Hill Dickinson’s longstanding director of IT and operations, Keith Feeny, has been promoted to chief technology officer, as the UK top 50 firm hires its first legal tech and innovation head to, among other things, help build out its generative AI strategy. Edmund Chan started at the firm on 1 July. He is a qualified lawyer and set up and led Riverview’s legal technology team, subsequently becoming a senior member of EY’s global law innovation and technology team after EY acquired Riverview.

Feeny’s role in practice will change little and comes amid a number of senior management changes, including the appointment last year of Craig Scott as its new CEO.

His promotion effectively makes way for Chan, who, like Scott, was previously an associate at DLA Piper.

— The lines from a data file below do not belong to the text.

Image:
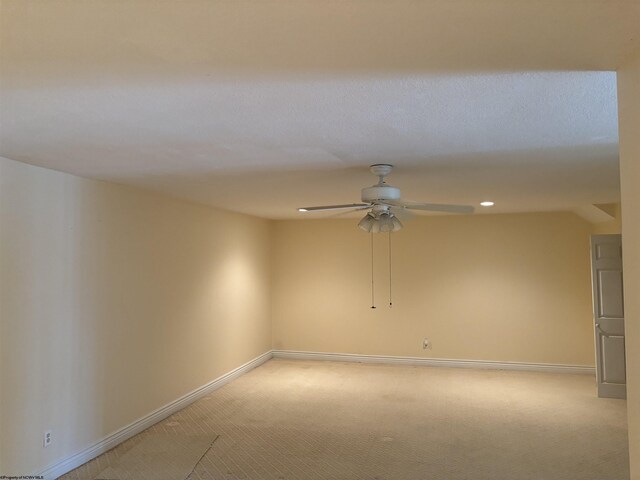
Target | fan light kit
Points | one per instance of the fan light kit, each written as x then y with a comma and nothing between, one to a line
384,202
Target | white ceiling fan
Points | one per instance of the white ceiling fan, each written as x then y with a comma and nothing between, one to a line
384,202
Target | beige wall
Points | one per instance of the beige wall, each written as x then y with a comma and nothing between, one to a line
629,120
114,302
613,226
489,287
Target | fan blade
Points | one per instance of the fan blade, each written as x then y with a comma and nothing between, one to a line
440,207
342,213
334,207
403,214
432,207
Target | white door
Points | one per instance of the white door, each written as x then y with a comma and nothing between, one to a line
608,314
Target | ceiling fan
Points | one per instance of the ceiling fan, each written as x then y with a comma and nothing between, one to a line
384,202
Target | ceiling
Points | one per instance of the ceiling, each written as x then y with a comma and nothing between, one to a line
263,106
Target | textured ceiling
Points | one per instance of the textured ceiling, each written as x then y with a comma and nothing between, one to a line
262,106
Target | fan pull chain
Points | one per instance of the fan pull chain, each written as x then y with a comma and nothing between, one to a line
390,302
373,303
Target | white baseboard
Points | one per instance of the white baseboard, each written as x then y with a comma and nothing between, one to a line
436,362
107,443
110,441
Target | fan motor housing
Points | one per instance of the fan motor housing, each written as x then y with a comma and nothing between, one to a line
380,193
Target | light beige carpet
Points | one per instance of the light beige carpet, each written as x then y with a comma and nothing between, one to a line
161,456
330,420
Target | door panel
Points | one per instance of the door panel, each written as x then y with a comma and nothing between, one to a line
610,294
608,313
613,370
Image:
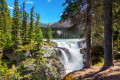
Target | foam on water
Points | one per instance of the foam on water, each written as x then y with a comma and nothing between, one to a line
76,62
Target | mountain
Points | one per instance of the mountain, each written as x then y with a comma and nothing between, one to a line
66,23
46,24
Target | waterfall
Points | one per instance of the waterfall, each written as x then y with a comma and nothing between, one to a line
73,59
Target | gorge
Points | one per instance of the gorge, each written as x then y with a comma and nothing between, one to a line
71,56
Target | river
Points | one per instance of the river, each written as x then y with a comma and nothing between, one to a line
73,59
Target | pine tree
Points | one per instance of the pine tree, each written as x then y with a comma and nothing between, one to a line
31,29
38,32
16,24
5,27
24,24
49,34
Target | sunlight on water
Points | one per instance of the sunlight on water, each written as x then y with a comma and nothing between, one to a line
76,61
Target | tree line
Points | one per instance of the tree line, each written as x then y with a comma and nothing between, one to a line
20,29
92,14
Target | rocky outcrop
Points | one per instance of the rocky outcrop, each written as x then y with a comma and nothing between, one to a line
81,43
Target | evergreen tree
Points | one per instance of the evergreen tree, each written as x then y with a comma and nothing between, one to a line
38,32
5,27
32,27
24,24
49,34
16,24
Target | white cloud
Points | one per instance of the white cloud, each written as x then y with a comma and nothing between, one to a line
49,0
10,7
30,2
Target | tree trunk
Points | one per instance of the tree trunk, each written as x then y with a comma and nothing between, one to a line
88,62
108,39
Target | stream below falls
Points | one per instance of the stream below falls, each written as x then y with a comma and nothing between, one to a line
73,59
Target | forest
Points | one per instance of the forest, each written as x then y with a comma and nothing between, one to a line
29,51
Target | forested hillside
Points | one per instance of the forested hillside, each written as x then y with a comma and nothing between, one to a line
86,37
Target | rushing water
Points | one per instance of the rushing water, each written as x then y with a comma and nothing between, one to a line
73,59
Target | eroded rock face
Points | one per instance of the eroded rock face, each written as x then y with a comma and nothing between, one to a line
54,61
81,43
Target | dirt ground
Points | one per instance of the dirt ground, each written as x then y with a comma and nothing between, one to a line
93,73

Speaking to Legal IT Insider about his promotion and the new hire, Feeny (pictured below) said: “I’ve been in legal tech for 29 years but I’m not a lawyer and the best person to talk to a lawyer is someone who is a lawyer themselves. Finding a lawyer who is interested in legal tech was always a challenge, but our CEO spotted that Ed was available and persuaded him to join us.”

Feeny and Chan will work together on formalising a generative AI policy and Feeny says the board has given them “a pot” to invest but says: “From speaking to my peers it is clear that most firms don’t have millions of pounds to invest in AI and currently no-one knows what is going to win.”

Hill Dickinson, which has over 100 people now across IT and operations, has doubled its turnover since 2017. It has seven offices in the UK, four overseas, and an associated office in Limassol. The firm is just finishing a large automation project in its corporate and banking departments with Bam Legal and Feeny and Chan will be looking strategically at the ‘what next’.  Feeny said: “It doesn’t matter what we do or what AI we apply unless we get our data right.”

Hill Dickinson is live in the iManage Cloud and is looking with interest at recent announcements from iManage around helping customers use their AI to analyse and tag historic data, although Feeny observed: “Yes we may use AI to get our data in order but someone has got to check that the data you’re using is the right data.”

Whatever the decision moving forward, Hill Dickinson will take a buy rather than build approach to generative AI. One of many factors to consider will be not compromising Hill Dickinson’s secret sauce,  with Feeny commenting: “If you’re just using an AI tool, where is the value that the firm provides, where is the IP?”

That being said it is likely that Hill Dickinson will be making a big investment this year and Feeny says: “We’ve got to a point where we have talked about failing fast. If we use something and it is not what was suggested, we’ll go in a different direction. For a law firm that’s unusual and it’s a new concept for us. It’s about being able to react quickly when the next wave comes.”